Qual o cenário da educação de tempo integral no Ceará

Com avanço na oferta de matrículas para estudantes, o Estado é o terceiro do Brasil na proporção de alunos em tempo integral matriculados na rede pública de ensino médio

Escrito por Gabriela Custódio , ceara@svm.com.br
Alunos em escola estadual no Ceará
Legenda: No tempo integral, os estudantes cumprem uma jornada de sete a nove horas diárias e têm três refeições garantidas por dia
Foto: Fabiane de Paula

Em passagem pelo Ceará, o presidente Luiz Inácio Lula da Silva (PT) e o ministro da Educação, Camilo Santana (PT), lançam o Programa Escolas de Tempo Integral nesta sexta-feira (12).
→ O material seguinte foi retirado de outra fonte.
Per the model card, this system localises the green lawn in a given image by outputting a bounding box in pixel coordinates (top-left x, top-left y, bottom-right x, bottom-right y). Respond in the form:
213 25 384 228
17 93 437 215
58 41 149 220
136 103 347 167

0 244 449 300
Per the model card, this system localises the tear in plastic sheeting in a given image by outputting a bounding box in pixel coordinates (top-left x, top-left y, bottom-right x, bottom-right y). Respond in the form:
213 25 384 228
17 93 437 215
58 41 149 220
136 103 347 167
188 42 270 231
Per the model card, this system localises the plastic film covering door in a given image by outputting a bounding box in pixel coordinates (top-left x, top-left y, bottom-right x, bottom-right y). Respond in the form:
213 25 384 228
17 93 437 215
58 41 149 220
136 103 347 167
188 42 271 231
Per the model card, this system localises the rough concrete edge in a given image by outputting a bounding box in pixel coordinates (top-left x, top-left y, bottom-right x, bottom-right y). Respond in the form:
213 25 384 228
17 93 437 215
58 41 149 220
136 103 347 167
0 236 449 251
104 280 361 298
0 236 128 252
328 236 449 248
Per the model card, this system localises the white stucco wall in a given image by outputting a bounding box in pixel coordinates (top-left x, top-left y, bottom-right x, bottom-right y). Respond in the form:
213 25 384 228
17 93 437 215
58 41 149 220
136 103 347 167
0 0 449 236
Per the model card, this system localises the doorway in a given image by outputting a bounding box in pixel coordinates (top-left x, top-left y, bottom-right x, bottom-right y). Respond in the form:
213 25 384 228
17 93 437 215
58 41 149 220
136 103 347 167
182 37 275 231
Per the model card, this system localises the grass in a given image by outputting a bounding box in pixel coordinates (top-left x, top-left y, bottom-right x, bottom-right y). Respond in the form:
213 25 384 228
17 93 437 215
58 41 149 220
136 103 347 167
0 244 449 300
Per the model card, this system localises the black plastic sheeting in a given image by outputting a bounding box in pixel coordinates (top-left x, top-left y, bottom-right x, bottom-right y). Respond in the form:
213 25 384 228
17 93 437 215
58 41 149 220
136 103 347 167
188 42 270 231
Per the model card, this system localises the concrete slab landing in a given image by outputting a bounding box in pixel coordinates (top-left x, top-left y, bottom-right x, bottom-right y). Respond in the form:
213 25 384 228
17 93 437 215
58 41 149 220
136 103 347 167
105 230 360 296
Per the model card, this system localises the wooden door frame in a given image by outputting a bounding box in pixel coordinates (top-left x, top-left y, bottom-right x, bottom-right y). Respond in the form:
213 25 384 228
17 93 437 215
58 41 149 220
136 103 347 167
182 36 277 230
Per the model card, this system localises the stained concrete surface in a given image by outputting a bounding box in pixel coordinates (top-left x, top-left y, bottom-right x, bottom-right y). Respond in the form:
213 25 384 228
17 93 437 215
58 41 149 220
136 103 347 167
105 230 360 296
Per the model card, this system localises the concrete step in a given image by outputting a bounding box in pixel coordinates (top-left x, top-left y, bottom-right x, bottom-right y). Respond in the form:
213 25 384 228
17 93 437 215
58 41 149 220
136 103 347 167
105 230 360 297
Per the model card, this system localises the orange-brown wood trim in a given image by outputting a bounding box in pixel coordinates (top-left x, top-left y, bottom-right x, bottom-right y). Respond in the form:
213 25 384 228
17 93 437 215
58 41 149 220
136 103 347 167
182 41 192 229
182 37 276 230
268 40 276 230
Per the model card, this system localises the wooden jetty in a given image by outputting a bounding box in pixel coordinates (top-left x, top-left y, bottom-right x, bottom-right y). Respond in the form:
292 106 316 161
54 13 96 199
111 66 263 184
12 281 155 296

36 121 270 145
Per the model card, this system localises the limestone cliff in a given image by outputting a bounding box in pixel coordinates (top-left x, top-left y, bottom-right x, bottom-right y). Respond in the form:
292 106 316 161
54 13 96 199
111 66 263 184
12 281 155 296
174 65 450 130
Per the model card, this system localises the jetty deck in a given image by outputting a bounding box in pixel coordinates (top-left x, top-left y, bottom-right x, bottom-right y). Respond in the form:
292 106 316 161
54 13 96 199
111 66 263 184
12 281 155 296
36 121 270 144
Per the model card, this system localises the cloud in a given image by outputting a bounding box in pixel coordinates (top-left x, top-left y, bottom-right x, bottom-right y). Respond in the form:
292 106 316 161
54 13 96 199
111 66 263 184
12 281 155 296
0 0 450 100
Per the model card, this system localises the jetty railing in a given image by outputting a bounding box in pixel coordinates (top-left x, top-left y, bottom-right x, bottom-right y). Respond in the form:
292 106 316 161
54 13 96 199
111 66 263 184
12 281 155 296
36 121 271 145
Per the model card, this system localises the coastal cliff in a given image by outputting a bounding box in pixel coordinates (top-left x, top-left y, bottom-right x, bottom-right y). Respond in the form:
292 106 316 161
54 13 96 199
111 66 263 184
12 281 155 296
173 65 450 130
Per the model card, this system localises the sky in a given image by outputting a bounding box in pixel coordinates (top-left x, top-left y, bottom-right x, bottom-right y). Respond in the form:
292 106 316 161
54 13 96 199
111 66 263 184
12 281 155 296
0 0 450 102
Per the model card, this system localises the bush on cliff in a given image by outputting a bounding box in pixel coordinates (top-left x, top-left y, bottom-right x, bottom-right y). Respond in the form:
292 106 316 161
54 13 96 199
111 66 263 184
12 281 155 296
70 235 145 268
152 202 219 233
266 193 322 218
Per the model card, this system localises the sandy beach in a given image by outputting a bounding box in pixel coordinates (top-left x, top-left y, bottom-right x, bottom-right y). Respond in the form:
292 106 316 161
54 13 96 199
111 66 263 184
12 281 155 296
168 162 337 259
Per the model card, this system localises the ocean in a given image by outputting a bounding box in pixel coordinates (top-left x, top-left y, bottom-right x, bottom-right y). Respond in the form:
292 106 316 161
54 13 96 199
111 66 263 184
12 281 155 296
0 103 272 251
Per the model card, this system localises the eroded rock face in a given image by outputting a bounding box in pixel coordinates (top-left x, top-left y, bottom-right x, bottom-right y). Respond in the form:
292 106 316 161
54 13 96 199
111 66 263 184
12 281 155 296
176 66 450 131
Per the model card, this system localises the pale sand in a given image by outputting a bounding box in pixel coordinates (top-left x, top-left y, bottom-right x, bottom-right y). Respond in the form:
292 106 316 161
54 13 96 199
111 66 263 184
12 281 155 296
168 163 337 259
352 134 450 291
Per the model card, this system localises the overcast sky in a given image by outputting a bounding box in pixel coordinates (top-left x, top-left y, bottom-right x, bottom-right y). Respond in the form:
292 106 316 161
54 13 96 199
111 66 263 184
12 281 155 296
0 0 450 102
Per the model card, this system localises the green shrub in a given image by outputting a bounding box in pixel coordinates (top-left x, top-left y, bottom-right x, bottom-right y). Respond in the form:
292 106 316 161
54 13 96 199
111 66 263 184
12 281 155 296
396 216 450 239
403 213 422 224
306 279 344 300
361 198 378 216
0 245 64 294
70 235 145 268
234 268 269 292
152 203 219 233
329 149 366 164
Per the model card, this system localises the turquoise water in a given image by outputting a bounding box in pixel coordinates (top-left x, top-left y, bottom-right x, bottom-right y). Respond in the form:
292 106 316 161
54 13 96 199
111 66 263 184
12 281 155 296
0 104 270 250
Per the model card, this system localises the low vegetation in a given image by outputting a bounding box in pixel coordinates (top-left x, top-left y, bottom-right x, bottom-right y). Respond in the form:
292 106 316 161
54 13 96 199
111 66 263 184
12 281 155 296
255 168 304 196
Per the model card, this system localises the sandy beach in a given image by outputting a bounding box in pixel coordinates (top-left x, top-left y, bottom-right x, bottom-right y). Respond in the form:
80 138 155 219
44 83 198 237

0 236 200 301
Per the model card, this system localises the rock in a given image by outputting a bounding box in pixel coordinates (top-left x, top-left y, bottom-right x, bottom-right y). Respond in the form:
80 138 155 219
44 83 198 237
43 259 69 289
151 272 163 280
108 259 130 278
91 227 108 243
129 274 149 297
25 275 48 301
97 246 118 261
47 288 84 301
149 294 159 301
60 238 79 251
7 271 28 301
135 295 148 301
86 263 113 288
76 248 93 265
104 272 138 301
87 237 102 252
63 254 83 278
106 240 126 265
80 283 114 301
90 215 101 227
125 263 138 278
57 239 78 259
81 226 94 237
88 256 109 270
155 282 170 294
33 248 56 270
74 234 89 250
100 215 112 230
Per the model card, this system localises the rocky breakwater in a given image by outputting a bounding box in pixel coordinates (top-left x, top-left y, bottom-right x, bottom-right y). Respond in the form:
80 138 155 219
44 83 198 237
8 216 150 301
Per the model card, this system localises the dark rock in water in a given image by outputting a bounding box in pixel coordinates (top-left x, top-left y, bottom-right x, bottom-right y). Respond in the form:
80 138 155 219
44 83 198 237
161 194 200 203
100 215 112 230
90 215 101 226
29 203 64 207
Um dos estados que se destacam nesse tipo de ensino, o Ceará foi escolhido pelo chefe do Executivo para anunciar a iniciativa, cujo objetivo é ampliar a oferta do tempo integral nas escolas brasileiras de educação básica em 1 milhão de matrículas.
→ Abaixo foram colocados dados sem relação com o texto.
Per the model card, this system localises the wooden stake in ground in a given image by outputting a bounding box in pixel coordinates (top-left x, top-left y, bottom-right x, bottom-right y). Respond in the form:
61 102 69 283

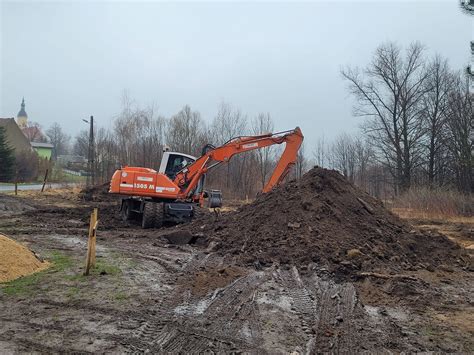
84 208 99 276
41 169 49 192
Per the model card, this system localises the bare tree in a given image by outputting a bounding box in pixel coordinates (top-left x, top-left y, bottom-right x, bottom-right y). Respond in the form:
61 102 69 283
421 55 453 187
331 133 357 183
46 122 71 159
166 105 207 156
210 102 251 195
447 73 474 192
252 113 275 188
342 43 428 196
313 135 328 167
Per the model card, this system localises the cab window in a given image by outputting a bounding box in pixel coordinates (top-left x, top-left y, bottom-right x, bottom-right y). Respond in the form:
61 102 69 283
165 154 193 180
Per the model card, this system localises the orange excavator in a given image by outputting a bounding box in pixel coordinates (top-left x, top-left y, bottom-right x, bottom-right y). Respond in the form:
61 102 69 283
109 127 303 228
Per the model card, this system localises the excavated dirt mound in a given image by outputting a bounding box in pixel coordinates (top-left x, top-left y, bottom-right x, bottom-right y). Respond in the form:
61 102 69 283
0 234 49 282
194 167 469 280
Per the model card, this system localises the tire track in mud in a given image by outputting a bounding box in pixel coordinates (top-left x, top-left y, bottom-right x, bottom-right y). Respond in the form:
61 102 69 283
274 267 357 353
122 254 265 353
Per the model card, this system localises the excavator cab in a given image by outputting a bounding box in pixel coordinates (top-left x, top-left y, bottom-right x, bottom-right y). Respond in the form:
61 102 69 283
158 152 196 180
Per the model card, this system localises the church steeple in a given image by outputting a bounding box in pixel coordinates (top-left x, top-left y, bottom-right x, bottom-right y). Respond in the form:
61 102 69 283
16 97 28 128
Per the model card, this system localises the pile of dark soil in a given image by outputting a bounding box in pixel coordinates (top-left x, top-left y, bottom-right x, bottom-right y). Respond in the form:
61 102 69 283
79 182 116 201
0 194 35 216
197 167 469 279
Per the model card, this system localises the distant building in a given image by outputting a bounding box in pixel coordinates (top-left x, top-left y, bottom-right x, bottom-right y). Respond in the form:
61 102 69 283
16 98 28 129
0 118 33 155
0 118 53 159
16 98 48 143
30 142 54 160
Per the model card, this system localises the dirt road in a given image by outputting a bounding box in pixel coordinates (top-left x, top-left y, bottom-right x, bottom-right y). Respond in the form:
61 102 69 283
0 192 474 353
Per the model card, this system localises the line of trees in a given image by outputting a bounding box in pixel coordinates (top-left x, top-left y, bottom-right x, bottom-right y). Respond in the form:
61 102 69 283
4 42 466 198
340 43 474 194
68 43 474 198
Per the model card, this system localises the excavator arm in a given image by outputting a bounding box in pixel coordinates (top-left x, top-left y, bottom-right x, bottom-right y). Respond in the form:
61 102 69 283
174 127 304 200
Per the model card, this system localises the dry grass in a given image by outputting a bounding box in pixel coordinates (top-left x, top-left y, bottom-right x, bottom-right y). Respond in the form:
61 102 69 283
392 188 474 222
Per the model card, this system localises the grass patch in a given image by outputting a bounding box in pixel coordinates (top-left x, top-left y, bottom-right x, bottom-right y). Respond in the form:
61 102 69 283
114 291 129 301
91 259 122 276
2 251 74 296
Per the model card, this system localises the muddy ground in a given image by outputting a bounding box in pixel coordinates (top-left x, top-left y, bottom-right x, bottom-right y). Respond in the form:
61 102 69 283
0 190 474 354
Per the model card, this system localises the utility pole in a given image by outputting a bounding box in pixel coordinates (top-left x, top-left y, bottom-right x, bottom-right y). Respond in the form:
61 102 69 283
83 116 95 188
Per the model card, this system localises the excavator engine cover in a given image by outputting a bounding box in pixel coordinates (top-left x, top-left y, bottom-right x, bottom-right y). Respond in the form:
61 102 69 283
165 202 194 223
207 190 222 208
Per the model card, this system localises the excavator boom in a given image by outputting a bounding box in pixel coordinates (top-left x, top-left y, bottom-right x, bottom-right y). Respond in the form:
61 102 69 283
175 127 304 197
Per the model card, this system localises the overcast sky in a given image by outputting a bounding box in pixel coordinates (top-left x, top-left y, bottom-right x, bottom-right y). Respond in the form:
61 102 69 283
0 0 474 150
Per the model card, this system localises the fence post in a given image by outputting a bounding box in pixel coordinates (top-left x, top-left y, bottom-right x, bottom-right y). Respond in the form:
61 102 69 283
41 169 49 192
84 208 99 276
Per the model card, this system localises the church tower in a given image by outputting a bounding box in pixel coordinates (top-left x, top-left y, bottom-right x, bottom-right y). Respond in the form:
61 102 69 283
16 98 28 128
No tempo integral, os estudantes cumprem uma jornada de sete a nove horas diárias e têm três refeições garantidas por dia. O currículo das Escolas de Ensino Médio em Tempo Integral (EEMTIs) é composto pela formação geral básica e por itinerários formativos, com disciplinas eletivas e projeto de vida. Já nas escolas profissionais, o conteúdo do Ensino Médio é ofertado de forma integrada a cursos técnicos.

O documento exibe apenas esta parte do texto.